The Niagara Foundation was established as a voluntary charitable organization in 1962 to promote the history, traditions and culture of the Niagara area.
Within a few months of its inauguration the Foundation commissioned an inventory of Niagara’s historic buildings; later a similar extensive survey of the historical buildings in the former Niagara Township outside the old Town boundaries was also completed.
To commemorate Canada’s centennial in 1967 the Foundation published, The Early Architecture of the Town and Township of Niagara by Peter Stokes and edited by Harry Picken and Gerry Wooll. This authoritative limited edition reference book has become a collector’s item; a soft cover version was republished several years ago. On the occasion of the Town’s bicentennial in 1981 the Foundation published the unique colourful isometric map of the old Town. In 1992 the Foundation helped finance the Niagara Historical Society’s successful publication, The Capital Years 1792-1796.
In recognition of the little-known fact that gravestones are very much part of our cultural heritage, an important photographic survey of 20 local graveyards was carried out with the Foundation’s support.
Historical buildings have always been the prime focus of the Foundation. In some instances this has involved advocacy for the preservation of buildings endangered through development. Others were buildings threatened by deterioration and lack of use. The Foundation has undertaken the proactive implementation of restorations on behalf of other institutions, re-couping these expenses through direct fundraising in the community, or by leasing back the facility until expenses were recovered. In some cases, the Foundation provided direct financial support to other groups’ restoration projects.
The first restorations by the Foundation was The Apothecary on the main street, which was one of the oldest continuing pharmacies in Canada. Vacated in 1965, it was purchased and restored by the Foundation with the support of Ontario Heritage (now owners) and the Ontario College of Pharmacists (now operators) to a museum of pharmacy. Other projects include the restoration of St. Marks Church Manse, the William Steward House, and the Foghorn House which you will find in later pages of this site.
Through the efforts of charter member Frank Hawley, the Foundation acquired three 19th century carriages: a convertible landau used during a Royal visit to Niagara in 1901, a hunting trap and a hearse which was manufactured in St. Catharines. The first two were restored by the Foundation while the hearse was transferred to the local funeral home with the promise that it would be completely restored and made available to the public.
The Foundation was the recipient of important local furniture from two local estates.
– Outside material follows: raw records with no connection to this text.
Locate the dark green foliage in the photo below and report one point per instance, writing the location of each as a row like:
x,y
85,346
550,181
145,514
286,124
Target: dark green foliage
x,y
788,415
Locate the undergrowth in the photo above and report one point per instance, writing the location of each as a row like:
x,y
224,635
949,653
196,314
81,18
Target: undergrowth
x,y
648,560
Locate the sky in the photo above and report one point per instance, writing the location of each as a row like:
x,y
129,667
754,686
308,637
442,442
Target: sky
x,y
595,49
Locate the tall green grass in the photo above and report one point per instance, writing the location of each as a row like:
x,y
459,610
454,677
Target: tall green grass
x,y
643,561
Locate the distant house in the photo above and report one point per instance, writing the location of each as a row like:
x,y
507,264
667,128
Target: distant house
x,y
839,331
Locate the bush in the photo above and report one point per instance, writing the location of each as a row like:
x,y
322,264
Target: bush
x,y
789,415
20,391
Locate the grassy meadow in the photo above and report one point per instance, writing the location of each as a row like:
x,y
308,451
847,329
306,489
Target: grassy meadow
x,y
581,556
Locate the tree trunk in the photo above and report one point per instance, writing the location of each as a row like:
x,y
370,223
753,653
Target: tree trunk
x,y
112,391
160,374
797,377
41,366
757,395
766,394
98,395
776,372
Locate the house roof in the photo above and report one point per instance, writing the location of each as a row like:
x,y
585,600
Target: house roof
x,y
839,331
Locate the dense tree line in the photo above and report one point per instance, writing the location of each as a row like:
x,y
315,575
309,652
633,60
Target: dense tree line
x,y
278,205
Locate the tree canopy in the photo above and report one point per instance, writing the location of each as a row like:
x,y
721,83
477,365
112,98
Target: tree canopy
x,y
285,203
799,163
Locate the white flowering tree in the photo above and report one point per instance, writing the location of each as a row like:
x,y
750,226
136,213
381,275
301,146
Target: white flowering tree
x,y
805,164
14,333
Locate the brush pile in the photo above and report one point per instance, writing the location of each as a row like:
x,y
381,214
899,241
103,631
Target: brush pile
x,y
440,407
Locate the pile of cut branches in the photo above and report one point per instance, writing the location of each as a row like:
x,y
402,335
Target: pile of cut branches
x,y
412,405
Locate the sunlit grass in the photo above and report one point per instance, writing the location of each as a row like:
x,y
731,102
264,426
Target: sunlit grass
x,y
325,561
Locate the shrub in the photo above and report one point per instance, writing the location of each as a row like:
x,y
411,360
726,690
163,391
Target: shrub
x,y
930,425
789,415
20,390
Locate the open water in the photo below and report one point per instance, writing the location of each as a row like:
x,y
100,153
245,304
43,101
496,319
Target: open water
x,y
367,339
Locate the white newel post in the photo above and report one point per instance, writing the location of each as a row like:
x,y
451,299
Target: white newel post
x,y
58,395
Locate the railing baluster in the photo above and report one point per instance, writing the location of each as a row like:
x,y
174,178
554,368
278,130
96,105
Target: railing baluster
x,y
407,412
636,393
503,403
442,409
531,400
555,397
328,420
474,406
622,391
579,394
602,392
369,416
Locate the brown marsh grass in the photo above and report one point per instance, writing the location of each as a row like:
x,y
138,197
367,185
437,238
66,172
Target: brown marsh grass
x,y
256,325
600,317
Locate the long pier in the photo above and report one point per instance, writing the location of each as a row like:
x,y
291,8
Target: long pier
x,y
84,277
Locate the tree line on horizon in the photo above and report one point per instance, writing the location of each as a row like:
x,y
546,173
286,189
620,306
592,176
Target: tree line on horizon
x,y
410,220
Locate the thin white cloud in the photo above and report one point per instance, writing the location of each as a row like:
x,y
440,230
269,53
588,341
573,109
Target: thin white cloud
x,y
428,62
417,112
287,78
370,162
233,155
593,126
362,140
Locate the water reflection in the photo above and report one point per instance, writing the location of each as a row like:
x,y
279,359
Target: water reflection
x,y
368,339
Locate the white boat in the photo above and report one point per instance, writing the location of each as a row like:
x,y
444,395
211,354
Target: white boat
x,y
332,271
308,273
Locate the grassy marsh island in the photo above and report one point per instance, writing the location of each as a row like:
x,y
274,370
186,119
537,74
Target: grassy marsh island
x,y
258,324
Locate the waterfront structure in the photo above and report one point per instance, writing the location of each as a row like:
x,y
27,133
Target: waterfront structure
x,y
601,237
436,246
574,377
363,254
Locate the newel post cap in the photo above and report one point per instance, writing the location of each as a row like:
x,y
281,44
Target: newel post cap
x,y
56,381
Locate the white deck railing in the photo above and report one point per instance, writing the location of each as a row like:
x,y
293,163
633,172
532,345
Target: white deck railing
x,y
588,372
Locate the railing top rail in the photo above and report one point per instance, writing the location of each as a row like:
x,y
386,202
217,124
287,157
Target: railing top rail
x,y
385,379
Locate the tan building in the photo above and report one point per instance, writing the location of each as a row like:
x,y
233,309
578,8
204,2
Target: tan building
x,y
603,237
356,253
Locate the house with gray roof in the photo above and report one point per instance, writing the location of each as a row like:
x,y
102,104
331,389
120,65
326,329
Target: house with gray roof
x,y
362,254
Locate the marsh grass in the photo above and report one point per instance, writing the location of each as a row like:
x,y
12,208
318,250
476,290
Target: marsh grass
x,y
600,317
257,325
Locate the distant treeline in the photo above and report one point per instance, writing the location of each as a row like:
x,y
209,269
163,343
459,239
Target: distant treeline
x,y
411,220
Many pieces have been restored and now furnish the Foghorn House.
Over the years the Foundation along with other heritage groups have made presentations to various levels of government, commissions, committees etc. promoting the preservation of the architectural, cultural and environmental integrity of Niagara-on-the-Lake.
The efforts of the Niagara Foundation have primarily been financed by its Annual House Tours for which the final tour was held in 2012 commemorating our 50th anniversary. The Tours have provided thousands of interested people an opportunity to learn and appreciate more about Niagara’s wonderful architectural heritage.